After the borrower has had time to respond to the foreclosure claim, the bank or lender can apply to the court for different types of remedies such as the sale of the property. Based on this application, the court may issue different types of orders. The court can also find that the borrower did not commit an act of default and not issue any order.

  • 1. Redemption Period. Typically, the court will give the borrower a specific amount of time to repay the arrears owed.
  • 2. Order for Sale. If the borrower cannot pay the outstanding arrears within the redemption period, the property is put up for sale. The court has to approve any valid offers to buy the property.
  • 3. Order for Foreclosure. With this judgement, the bank or lender becomes the legal owner of the property.
  • 4. Deficiency Judgement. Usually, the bank or lender can only collect money owed through the sale of the property. Some mortgages, however, let the lender sue the borrower if selling the property isn’t enough to cover the remainder of the mortgage owed.

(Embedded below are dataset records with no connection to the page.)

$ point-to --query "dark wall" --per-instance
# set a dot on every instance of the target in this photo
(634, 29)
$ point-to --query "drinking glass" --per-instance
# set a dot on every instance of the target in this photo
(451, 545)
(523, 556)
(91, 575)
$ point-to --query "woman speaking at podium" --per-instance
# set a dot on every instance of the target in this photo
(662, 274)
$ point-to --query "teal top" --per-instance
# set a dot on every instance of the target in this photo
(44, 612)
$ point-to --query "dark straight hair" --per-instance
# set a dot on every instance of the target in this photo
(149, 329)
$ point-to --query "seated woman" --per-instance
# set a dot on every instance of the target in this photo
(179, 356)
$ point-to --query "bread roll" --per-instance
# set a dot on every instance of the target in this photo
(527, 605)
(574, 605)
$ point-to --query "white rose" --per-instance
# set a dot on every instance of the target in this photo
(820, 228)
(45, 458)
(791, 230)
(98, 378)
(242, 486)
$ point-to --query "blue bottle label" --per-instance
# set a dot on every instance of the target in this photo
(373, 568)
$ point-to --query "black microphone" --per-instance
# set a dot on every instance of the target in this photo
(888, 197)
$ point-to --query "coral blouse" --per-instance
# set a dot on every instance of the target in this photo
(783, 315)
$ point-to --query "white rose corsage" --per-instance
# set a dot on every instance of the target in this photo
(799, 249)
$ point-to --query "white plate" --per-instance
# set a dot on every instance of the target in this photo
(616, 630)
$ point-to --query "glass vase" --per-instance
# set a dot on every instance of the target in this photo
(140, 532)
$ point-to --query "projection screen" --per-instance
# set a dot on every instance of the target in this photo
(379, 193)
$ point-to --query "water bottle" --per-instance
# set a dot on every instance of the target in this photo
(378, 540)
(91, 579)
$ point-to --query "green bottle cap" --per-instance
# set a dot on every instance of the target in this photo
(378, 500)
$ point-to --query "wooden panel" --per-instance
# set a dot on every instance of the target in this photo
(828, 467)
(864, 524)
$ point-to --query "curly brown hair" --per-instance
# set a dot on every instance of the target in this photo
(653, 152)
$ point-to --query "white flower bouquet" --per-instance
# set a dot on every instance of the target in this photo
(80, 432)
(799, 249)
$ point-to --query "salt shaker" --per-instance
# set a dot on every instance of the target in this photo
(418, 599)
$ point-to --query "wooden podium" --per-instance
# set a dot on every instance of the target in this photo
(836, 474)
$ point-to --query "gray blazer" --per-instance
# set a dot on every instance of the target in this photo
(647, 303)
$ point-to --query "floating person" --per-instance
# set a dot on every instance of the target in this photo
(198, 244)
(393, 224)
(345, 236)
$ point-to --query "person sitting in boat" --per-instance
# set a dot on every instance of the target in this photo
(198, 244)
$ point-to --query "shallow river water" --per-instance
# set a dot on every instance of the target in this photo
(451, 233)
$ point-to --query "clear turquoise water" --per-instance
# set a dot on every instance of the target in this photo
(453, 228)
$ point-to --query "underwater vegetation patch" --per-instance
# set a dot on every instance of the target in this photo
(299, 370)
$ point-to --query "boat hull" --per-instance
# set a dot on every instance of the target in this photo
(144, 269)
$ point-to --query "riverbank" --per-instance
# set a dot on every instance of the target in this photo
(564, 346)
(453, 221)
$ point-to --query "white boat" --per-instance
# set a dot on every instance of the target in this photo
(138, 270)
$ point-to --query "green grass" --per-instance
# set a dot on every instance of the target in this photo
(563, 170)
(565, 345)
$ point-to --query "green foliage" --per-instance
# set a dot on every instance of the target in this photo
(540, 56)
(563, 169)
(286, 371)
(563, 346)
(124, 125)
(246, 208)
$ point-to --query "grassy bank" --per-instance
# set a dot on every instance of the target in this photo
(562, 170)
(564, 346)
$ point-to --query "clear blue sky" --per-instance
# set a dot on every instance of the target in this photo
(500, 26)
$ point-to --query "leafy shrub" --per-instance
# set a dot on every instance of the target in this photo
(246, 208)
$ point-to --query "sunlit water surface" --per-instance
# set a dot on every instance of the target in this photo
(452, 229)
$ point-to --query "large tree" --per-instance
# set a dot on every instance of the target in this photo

How Can a Foreclosure Lawyer Help?

Having a lawyer by your side when going through the foreclosure process can be extremely helpful for both lenders and borrowers. By getting sound legal advice, you can prevent any legal issues and ensure that the foreclosure process is handled in the most cost-effective manner.

Navigator Law’s experienced lawyers can assist with legal services for real estate foreclosure both if you are faced with foreclosure and if you’re looking to take foreclosure action against a borrower.

Representing Lenders

If your borrower has defaulted on their mortgage, Navigator Law can help you protect your investment and support with any related real estate transactions throughout the process.

Whether the lender is a bank, credit union, condominium association, or a private lender, we can provide experienced legal advice for all types of foreclosure situations, including:

  • Residential foreclosure
  • Commercial foreclosure
  • Condominium foreclosure

Representing Borrowers

Foreclosure can be a stressful and confusing time for homeowners. Our knowledgeable team of lawyers can help you understand your rights, your options available, their implications, and take the necessary legal steps in the foreclosure process.

If you are faced with a lawsuit for a deficiency judgement, we can also help you negotiate with CMHC or Genworth.

Navigator Law can draw from our experience in foreclosure law and other legal areas such as real estate law to give you the legal advice you need.

Contact Us

Our legal team can help you with many different Calgary foreclosure matters. Contact our Calgary law firm to book an appointment or to learn more about our foreclosure legal services.

Frequently Asked Questions

Can a lender start the foreclosure process after one missed payment?

Yes, the lender can seek foreclosure after just one missed payment. However, most lenders will try to work out a plan with the mortgagor first, for example with a temporary alternate payment schedule.

Is foreclosure the same as bankruptcy?

No, foreclosure is essentially a breach of contract as a result of mortgage default. The process for foreclosure and bankruptcy is very different. Learn more about our bankruptcy legal services here.

Who pays for the foreclosure process?

The borrower is responsible for paying for the foreclosure process, including the legal fees for both the lender and the borrower.

How long does the foreclosure process take?

It varies, depending on each situation. From start to finish, the entire foreclosure process can take anywhere from a few months to over a year.